You need to remember it includes compile time.

owner_user_id

The owner user ID. This column is emitted in CSV exports only.

owner

The owner user name.

pid

The process ID.

When a user connects to the cluster, a process is spawned, which accepts that connection. That’s the process the ID is for. That process is also the process which issues queries, and when you need to cancel a query, you in fact cancel the process, which by being cancelled, inherently also cancels the query it is running.

xid

The transaction ID.

tid

The task ID.

I’m not clear what tasks are really about. I think it’s to do with queries being bounced around queues by routing rules, but I’ve not looked into it. I did think it would mean that a query ID was used for and only for one query, but this is not the case; to my considerable surprise, you can find the same query ID showing up more than once in stl_query, for example.

qid

The query ID. This is really the WLM query ID; leader node queries have no query ID, at least, not that you see in the system tables. They do really have query IDs, of course, but they’re on the leader node only and they never show up in the system tables. All we see from the leader node are transaction IDs and process IDs.

processor:time

Total CPU time, over all slices.

The Redshift docs imply this is the sum of the time consumed on every processor across the cluster which has done work, but I’ve not verified this.

Note this value comes from stv_query_metrics, where stv_query_metrics normally takes some seconds to begin reporting information on queries (and for short queries, never has any information).

memory:avail

Memory allocated to the slot(s) the query is using, in megabytes, across the whole cluster.

memory:used

Of the memory allocated to the slot(s) the query is using, the amount in use, in megabytes, across the whole cluster.
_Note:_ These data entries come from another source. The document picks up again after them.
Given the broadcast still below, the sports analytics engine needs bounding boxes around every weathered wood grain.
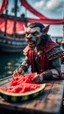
[0,78,63,114]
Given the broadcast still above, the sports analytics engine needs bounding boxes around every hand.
[32,74,43,84]
[13,67,24,76]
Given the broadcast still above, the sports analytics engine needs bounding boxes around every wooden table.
[0,77,63,114]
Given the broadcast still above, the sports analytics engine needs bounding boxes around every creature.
[13,23,62,83]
It’s important to realise each slice is running independently and although I think they follow the same pattern, of consuming slot memory till none remains then then dumping out to a transient table, and repeating, because the slices are independent, they will all at given instant be using different amount of memory and this column is showing the total for all slices, which in effect becomes the mean value.
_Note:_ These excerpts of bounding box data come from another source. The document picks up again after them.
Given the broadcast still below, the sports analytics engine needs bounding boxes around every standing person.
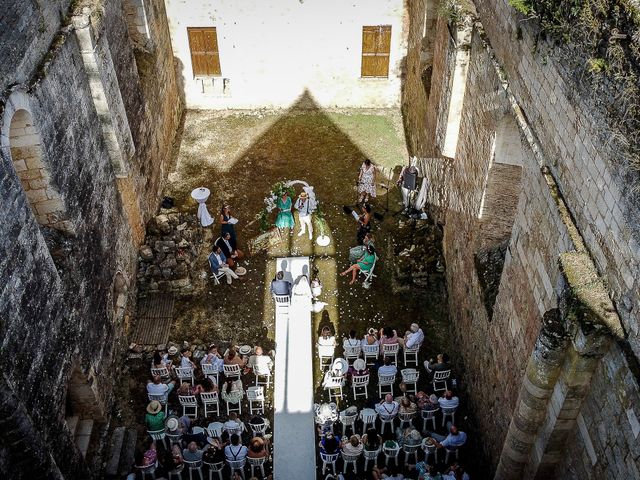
[356,203,371,245]
[276,190,296,233]
[220,204,238,245]
[358,158,376,203]
[294,192,317,240]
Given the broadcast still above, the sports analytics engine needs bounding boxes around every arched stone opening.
[474,115,523,319]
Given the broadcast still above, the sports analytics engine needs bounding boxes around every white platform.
[273,257,316,480]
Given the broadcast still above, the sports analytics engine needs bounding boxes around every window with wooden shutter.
[187,27,222,77]
[361,25,391,78]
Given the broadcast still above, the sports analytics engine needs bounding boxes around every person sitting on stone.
[214,232,244,270]
[438,390,460,408]
[247,345,273,375]
[182,442,202,462]
[376,393,400,416]
[398,323,424,348]
[378,357,398,376]
[271,272,291,296]
[209,245,240,285]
If we were watching just once slice, we would see it go from 0 up to the memory available (for that slice), dump to a transient table (which would increase by the amount of memory used) and then we’d go back to 0.

As it is, what we see is the mean value, which doesn’t change much, but we do see the size of the transient tables increasing over time.

disk:transient

Size of the row-store transient table(s), on the leader node, used by this query, in megabytes.

disk:intermediate

Size of intermediate results, on the worker nodes, used by this query, in megabytes. The underlying data here is in bytes, I’ve divided to get to megabytes to make the unit consistent across columns.

data processed

The total data processed, over all slices, in megabytes. The underlying data here is in bytes, I’ve divided to get to megabytes to make the unit consistent across columns.

text

The query text, truncated at the 48 character mark.